By the pleasant tone Magid takes in writing to Federica Zanco, who oversees the Barragán Foundation at Vitra, which she reads aloud in the opening minutes of “The Proposal,” you’d think relations were cordial between the two, but make no mistake, “The Proposal” is an act of rebellion, not just against Vitra and their ilk (in case you’re wondering why some of your favorite older films never screen at your local rep house, this film proves enlightening), but in artfully responding to a situation usually defined in dollars alone. Finding the middle ground between personal cinematic essay and experiential documentary, Magid creates something singular in expressing her personal frustrations, knowing this purgatory of cultural erasure could one day be where her own work ends up, while allowing the audience to have their own personal experience of Barragán’s work, preserving it in the only way she can – by spending time in the places he’s been where he spent his formative years and his buildings still stand tall, allowing the images to speak for themselves while largely getting out of the way.

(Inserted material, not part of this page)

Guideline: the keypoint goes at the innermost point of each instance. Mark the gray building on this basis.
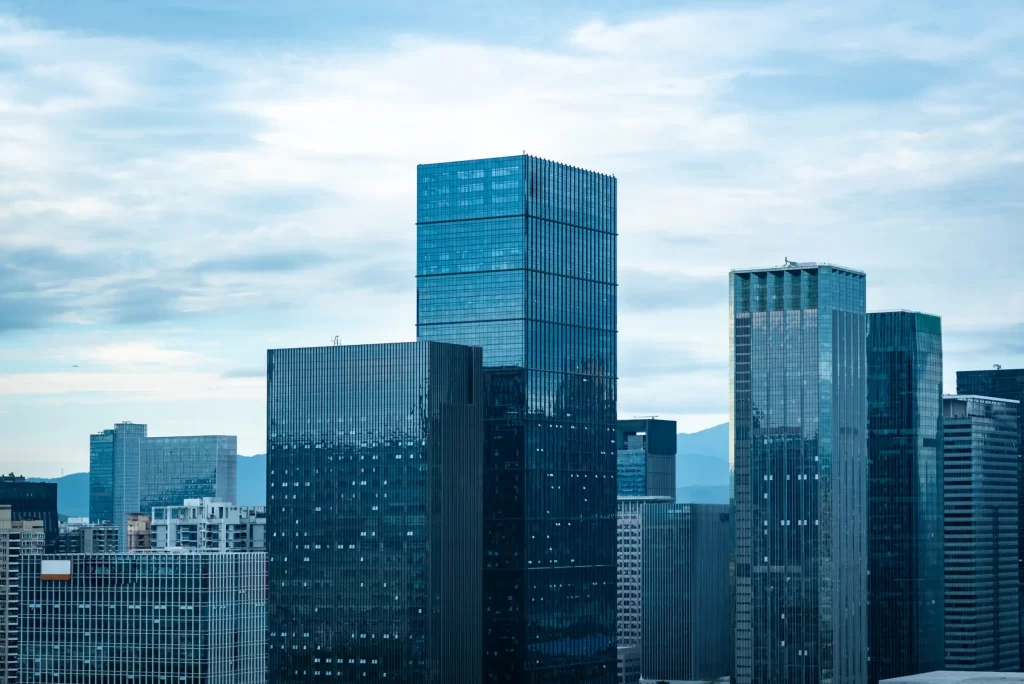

To make such a treatment work, cinematographer Jarred Alterman’s compositions considers space the way Barragán might and T. Griffin’s stirring low-key score underlines not only the place, but the culture Magid finds herself in, whether it’s in the warmer environs of Tacubaya, Mexico where Barragán’s smaller personal archive, which remains untouched by Vitra, is housed or the cooler St. Gallen, Switzerland where Magid invites Zanco to an exhibit inspired by Barragán’s work. A bracing formal audacity compliments Magid’s ambitions onscreen, embarking on a scheme that Sacha Baron Cohen or Nathan Fielder would be envious of as “The Proposal” wears on, with a perversely logical plan, absurdly meticulous in detail to match the absurdity of the circumstances, to convince Zanco to allow her access to the archive. Magid disarms with her intimate use of her voice, relaying her correspondence with Zanco where her earnest requests are met with gently condescending responses, bringing a knowing grin to anyone who’s had to deal with a bureaucracy operating with empty diplomacy to avoid true interaction, and when combined with the slight sense of aesthetic abstraction, she gorgeously conveys the inherently personal nature of her quest and the sense that what she’s after is far more intangible than just some boxes of photographs and drawings. However, even if it’s the fear of being forgotten that drives her, she’s made a film in “The Proposal” that’s impossible to shake.